Imagine entering family court and knowing that what's at stake is the person you hold most dear -- your child. Now imagine having a judge tell you that he's removing your child from your custody, from your home. When you ask him why, the judge's replies, "I honestly can't tell you." The judge then signs an order giving custody of your son to Social Services.
You might think that such a court proceeding could never happen in the United States -- but you'd be wrong.
It happened not long ago to the father of an American-Indian child in South Dakota. What's more, many similar hearings in which Indian children are removed from their homes for no reasons given to the parents occur at least 100 times a year in Rapid City, South Dakota, alone.
Congress passed the Indian Child Welfare Act (ICWA) in 1978 in an effort to stop American-Indian families from having their children removed by state and local officials for invalid and sometimes even racist reasons. Yet 36 years later, Indian children in South Dakota are 11 times more likely to be removed from their families and placed in foster care than non-Indian children.
The ACLU filed a lawsuit in March 2013 in federal court on behalf of the Oglala Sioux and the Rosebud Sioux tribes in South Dakota and on behalf of a class of all Indian families living in Rapid City, South Dakota, the state's second largest city. We sued state and local officials who, we contend, repeatedly violate ICWA.
We recently examined 120 transcripts of initial custody hearings -- known as "48-hour" hearings -- held during the past four years involving Indian children. Nearly 100 percent of the time, Indian children were removed from their homes in those hearings. The average length of time those hearings took was less than 4 minutes. Within that time, of the six different judges that oversaw the hearings, not one judge ever told one Indian parent that they have a right to contest the State's petition for temporary custody of their children in the hearing on the petition.
During those hearings, the parents were not told the reasons for the removal, not provided with an attorney, not allowed to submit any evidence, and not allowed to cross-examine the Social Services worker who had submitted an affidavit against them. In most cases, the parents were not even allowed to see the affidavit.

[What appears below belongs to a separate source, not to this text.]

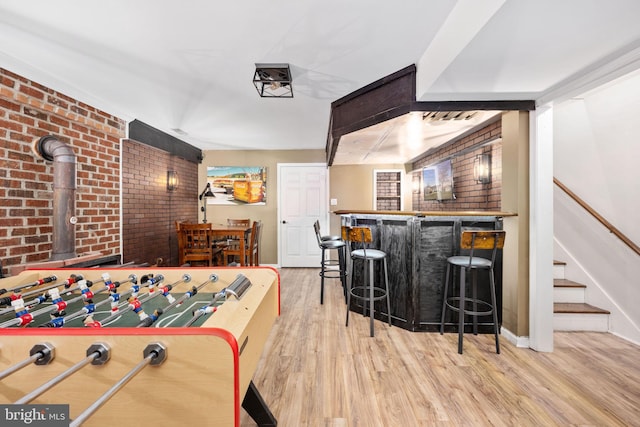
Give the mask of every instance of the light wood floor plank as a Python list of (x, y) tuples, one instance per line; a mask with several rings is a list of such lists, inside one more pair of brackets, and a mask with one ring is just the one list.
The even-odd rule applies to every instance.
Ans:
[[(639, 426), (640, 347), (557, 332), (553, 353), (493, 335), (409, 332), (351, 313), (337, 280), (281, 270), (281, 316), (254, 383), (282, 427)], [(255, 426), (243, 412), (241, 425)]]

And what were the parents in these hearings "guilty" of? Here is a snapshot of some of the cases discussed in the transcripts:
- A mother abused by her boyfriend lost custody of her child even though the abuser was not being allowed to return to the home. Before the judge's decision, the mother pleaded with the judge not to punish her for what the abuser had done.
- A father going through divorce was denied custody of his children solely because his estranged wife got into trouble with the police, even though no evidence was introduced suggesting that the children would be at risk staying with the father.

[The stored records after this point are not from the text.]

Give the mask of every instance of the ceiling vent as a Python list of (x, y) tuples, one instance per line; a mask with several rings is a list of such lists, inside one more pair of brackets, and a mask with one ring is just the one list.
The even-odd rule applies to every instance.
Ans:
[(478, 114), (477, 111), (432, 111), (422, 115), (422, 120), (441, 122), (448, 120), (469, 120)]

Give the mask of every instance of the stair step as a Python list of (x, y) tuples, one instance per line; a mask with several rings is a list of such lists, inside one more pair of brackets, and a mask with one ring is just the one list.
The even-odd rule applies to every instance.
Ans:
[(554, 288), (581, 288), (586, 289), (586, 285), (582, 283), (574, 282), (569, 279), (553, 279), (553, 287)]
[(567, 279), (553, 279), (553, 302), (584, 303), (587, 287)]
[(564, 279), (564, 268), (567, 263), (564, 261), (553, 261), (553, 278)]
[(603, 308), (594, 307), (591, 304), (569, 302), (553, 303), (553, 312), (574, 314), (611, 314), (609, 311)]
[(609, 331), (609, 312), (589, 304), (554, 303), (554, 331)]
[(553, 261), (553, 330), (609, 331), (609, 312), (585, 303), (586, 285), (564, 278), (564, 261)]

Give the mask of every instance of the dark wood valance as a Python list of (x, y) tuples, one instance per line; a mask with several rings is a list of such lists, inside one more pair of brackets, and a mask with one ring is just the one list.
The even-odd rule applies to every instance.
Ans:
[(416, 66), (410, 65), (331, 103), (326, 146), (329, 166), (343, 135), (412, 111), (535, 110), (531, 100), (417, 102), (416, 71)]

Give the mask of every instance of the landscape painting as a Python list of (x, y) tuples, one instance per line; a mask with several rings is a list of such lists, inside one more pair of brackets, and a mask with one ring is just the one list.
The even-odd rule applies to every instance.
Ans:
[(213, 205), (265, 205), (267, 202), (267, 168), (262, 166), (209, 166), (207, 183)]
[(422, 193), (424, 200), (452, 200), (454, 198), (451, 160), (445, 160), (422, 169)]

- A mother lost custody of her daughter merely because the daughter's babysitter had become intoxicated, without any showing that the mother knew that such a thing might occur.

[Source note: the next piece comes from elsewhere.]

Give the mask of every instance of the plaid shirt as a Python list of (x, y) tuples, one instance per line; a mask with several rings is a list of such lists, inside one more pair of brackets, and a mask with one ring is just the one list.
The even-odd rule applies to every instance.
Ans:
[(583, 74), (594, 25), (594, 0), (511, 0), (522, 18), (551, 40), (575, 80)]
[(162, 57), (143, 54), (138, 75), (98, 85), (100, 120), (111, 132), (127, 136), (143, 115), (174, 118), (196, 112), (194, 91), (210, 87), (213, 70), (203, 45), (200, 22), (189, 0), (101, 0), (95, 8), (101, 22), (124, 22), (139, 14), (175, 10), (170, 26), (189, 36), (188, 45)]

- A father who tried to discuss the merits of his case was interrupted by the judge and told that the details of child custody removals were not to be discussed in 48-hour hearings, and then the judge signed an order removing the child from the father's custody.
Our lawsuit seeks to stop state judges and social workers from continuing to remove Indian children from their homes unless the parents are provided with basic guarantees of due process of law and rights afforded 36 years ago in ICWA These include the right to a fair and prompt hearing, the right to notice of the charges against them, the right to an attorney, the right to present evidence, and the right to cross-examine the state's witnesses.
Based on the 120 transcripts, we recently filed motions asking the federal court to rule that South Dakota officials engage in a pattern and practice of denying Indian families and Indian tribes their basic rights to fairness under ICWA and the Constitution.
Ultimately, we hope to restore justice to a group of people whom our legal system has repeatedly failed.